I had always thought of butterflies as the “beauties” of the insect kingdom but found out that the moths can be simply stunning (another blog to come). Moth caterpillars are really interesting, too – and there are so many kinds with fuzzy bodies. At an early stage, their hairs or bristles (setae) may be short, as seen in this pale tiger moth; as they grow, the setae become longer like those in the dark tiger moth.
The Sycamore tussock moth caterpillar (Halysidota harrisii) is a fancy variety, with hairs that give its face a bit of an “old man” look (droopy mustaches). Though not considered one of the stinging caterpillars (read on to find out about them), the hairs have been known to cause hives if a person touches them. If one lands on you, use a twig or leaf to remove it gently.
Two caterpillars have been nicknamed woolly bears. The Virginia tiger moth (Spilosoma virginica) caterpillar, which can vary widely in color, is known as the yellow woolly bear in its pale color variation.

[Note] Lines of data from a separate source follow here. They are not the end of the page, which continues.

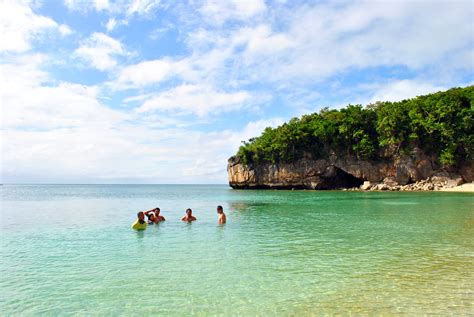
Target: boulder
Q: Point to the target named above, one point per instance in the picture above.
(366, 185)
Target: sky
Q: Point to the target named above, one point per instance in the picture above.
(149, 91)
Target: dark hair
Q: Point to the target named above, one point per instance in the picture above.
(138, 215)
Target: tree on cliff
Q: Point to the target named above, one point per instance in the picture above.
(441, 124)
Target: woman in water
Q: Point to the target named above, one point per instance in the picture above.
(189, 216)
(140, 223)
(158, 217)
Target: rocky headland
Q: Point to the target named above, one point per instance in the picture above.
(417, 172)
(420, 144)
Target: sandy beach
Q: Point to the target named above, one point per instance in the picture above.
(468, 188)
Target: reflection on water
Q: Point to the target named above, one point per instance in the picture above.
(281, 252)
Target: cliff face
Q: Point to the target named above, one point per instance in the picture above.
(338, 172)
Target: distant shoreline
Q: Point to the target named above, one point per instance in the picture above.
(464, 188)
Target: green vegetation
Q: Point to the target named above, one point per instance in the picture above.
(441, 124)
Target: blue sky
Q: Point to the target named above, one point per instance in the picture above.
(145, 91)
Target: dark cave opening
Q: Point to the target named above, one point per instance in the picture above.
(339, 179)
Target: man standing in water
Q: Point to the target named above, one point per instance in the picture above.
(140, 223)
(189, 216)
(158, 217)
(222, 218)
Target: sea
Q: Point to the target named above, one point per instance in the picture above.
(69, 250)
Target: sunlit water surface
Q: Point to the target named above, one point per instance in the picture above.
(69, 250)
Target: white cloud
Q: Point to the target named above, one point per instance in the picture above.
(142, 7)
(101, 51)
(196, 99)
(150, 72)
(62, 132)
(81, 5)
(111, 24)
(220, 11)
(19, 25)
(64, 30)
(404, 89)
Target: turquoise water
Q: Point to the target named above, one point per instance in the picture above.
(69, 250)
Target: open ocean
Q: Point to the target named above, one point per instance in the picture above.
(69, 250)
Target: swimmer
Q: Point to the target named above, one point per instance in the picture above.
(158, 218)
(140, 223)
(222, 218)
(189, 216)
(151, 216)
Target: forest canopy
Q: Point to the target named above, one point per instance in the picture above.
(441, 124)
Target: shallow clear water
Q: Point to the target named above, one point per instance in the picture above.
(69, 249)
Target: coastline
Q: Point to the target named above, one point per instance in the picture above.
(464, 188)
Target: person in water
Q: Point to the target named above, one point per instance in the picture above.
(189, 216)
(150, 215)
(158, 217)
(222, 218)
(140, 223)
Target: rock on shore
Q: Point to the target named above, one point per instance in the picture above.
(413, 172)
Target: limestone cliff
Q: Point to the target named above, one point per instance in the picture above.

The banded woolly bear caterpillar of the Isabella tiger moth (Pyrrharctia Isabella) even has whole festivals devoted to it in places like Banner Elk, a mountain town in North Carolina. There is a myth that if this caterpillar has a thick brown stripe, the winter will be mild; if the brown stripe is narrow, we will have a severe winter. This year, I saw caterpillars with narrow and wide stripes, so I wonder what it will be.
The Fall webworm moth caterpillar (Hyphantria cunea) is especially well-known for the communal webbed nests that they create on shrubs and in trees. They can vary in color from yellow to gray with two light stripes along their sides. The adult moth is a beauty; in the northern states, it is mostly white but in the South it can have dark spots on its fore-wings.
Some of the hairy caterpillars are known as “stinging caterpillars”. They do not inject venom like bees and wasps but their hollow hairs contain toxins, which are designed to protect them from predators. When another being – including humans – brushes against the hairs, they break away and release the toxin. This can cause varying reactions, including mild to intense burning, stinging pain and itching. Depending on the species, a person might also experience rashes, swelling and inflammation, numbness and even fever and nausea. The reactions can be especially serious for people with sensitive skin and allergies.
I didn’t know about this until this year; fortunately, I did not pick up any of the stinging caterpillars since I try not to disturb the creatures I photograph. That was a good decision when I came across the Saddleback moth caterpillar (Acharia stimulea), which is quite an eye-catching individual. This slug-type caterpillar isn’t quite as hairy as some other species but causes some of the more severe reactions. I hope to find some new hairy caterpillars next year!